# FreeBSD on recent Lenovo Thinkpad W541



## priyadarshan (Sep 23, 2015)

I would like to share my experience in trying to have a working Xorg on FreeBSD, on a recent (August 2015) Lenovo Thinkpad w541.

The laptop model I tried it on has a Intel Quad Core i7-4810MQ cpu (Intel HD Graphics 4600) and Nvidia card.

The gist of it: FreeBSD installs fine, but Xorg will not find a display on this particular machine.

Even when the Haswell driver will be available to drive recent Intel graphics, like the HD4600, Xorg will still not be able to work, because of the Optimus combination.

See section «5.4.1. Caveats», Paragraph about Optimus: https://www.freebsd.org/doc/handbook/x-config.html



> Optimus: currently there is no switching support between the two graphics adapters provided by Optimus. Optimus implementations vary, and FreeBSD will not be able to drive all versions of the hardware. Some computers provide a BIOS option to disable one of the graphics adapters or select a discrete mode.

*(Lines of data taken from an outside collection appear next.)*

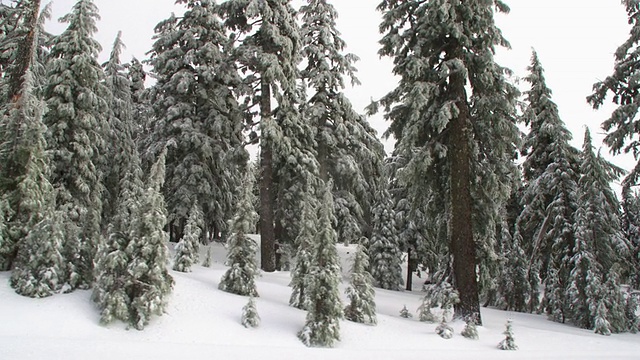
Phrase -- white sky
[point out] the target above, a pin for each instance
(575, 40)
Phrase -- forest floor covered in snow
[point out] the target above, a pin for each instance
(203, 322)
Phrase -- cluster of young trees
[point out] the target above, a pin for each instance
(98, 171)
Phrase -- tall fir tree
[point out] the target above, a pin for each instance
(546, 225)
(384, 249)
(77, 100)
(324, 310)
(149, 280)
(197, 116)
(443, 49)
(242, 250)
(268, 51)
(188, 248)
(348, 150)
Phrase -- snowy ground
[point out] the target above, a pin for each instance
(203, 322)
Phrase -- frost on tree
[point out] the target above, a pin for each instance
(242, 249)
(188, 248)
(384, 250)
(197, 116)
(361, 307)
(324, 310)
(455, 121)
(76, 119)
(301, 273)
(549, 199)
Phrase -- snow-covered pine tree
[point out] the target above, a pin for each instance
(602, 325)
(120, 132)
(384, 250)
(22, 134)
(77, 100)
(509, 342)
(300, 275)
(250, 317)
(546, 225)
(242, 250)
(188, 248)
(113, 279)
(348, 151)
(197, 116)
(431, 115)
(149, 282)
(324, 310)
(39, 267)
(268, 51)
(404, 312)
(362, 306)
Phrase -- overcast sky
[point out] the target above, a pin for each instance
(575, 40)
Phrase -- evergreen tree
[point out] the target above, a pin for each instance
(187, 249)
(120, 131)
(301, 276)
(197, 116)
(324, 311)
(602, 325)
(242, 250)
(546, 225)
(250, 317)
(149, 280)
(362, 306)
(268, 52)
(451, 138)
(384, 248)
(348, 150)
(509, 342)
(77, 100)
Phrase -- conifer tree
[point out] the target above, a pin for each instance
(348, 150)
(300, 275)
(120, 128)
(77, 100)
(150, 282)
(324, 310)
(268, 52)
(362, 306)
(509, 342)
(384, 248)
(187, 249)
(546, 225)
(196, 116)
(432, 114)
(242, 250)
(250, 317)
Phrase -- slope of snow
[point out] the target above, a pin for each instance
(203, 322)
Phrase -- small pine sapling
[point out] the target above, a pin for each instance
(250, 317)
(405, 313)
(509, 342)
(188, 247)
(362, 307)
(444, 330)
(207, 258)
(470, 330)
(602, 326)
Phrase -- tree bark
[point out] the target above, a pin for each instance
(25, 53)
(462, 244)
(267, 231)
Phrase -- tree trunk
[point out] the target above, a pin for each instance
(267, 231)
(462, 244)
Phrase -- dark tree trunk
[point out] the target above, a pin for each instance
(462, 244)
(267, 231)
(25, 52)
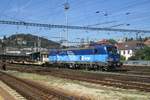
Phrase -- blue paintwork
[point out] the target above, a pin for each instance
(96, 54)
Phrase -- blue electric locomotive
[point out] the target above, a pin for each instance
(103, 57)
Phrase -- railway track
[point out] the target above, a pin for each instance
(31, 90)
(125, 81)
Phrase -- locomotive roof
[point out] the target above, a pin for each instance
(93, 47)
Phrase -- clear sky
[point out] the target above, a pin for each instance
(131, 14)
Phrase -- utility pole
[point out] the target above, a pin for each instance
(66, 8)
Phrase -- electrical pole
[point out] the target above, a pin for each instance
(66, 8)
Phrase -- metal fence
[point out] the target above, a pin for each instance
(137, 63)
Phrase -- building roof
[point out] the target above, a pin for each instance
(130, 45)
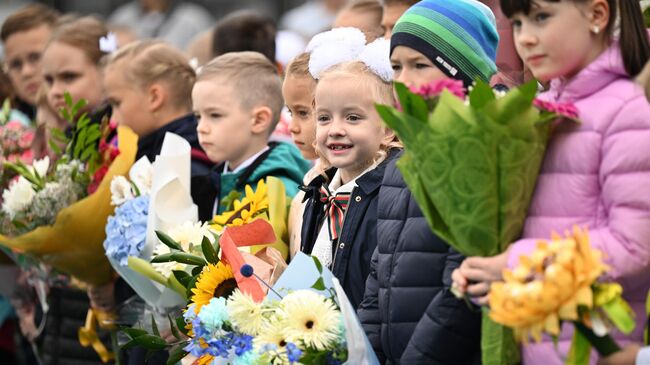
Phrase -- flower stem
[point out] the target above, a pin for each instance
(605, 345)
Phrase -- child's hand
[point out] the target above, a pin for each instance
(476, 274)
(627, 356)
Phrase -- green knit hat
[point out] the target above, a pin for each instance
(458, 36)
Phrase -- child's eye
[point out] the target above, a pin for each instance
(323, 118)
(540, 17)
(515, 23)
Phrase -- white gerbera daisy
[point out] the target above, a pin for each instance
(245, 314)
(311, 319)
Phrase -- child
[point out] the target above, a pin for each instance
(365, 15)
(596, 173)
(408, 311)
(70, 64)
(393, 10)
(24, 36)
(237, 99)
(298, 92)
(149, 86)
(355, 146)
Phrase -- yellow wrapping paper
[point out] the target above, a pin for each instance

The real problem is that Lenovo disabled the functionality to switch off Intel or Nvidia graphics via BIOS:
https://forums.lenovo.com/t5/ThinkP...tegrated-graphics-in-WoW-instead/td-p/2042979



> If you want to force use the K1100m on the W541, it will need to be (a) on an external monitor and (b) controlled through a dock, rather than via the video connectors on the laptop itself.  According to "the specs", the laptop screen is always handled by the Intel Graphics... no matter whether the W540/W541 BIOS is set to "basic" or "advanced" graphics mode.



So, there is no way Xorg will be able to run with native Intel nor Nvidia drivers.

On Linux, that can be fixed by using Bumblebee:
https://mbogochow.wordpress.com/2015/07/28/linux-on-a-lenovo-thinkpad-w541/

Unfortunately, Bumblebee is not available on FreeBSD yet.

So, for now, any new Lenovo Thinkpad with Haswell processors, using Optimus will not be able to run a desktop on FreeBSD.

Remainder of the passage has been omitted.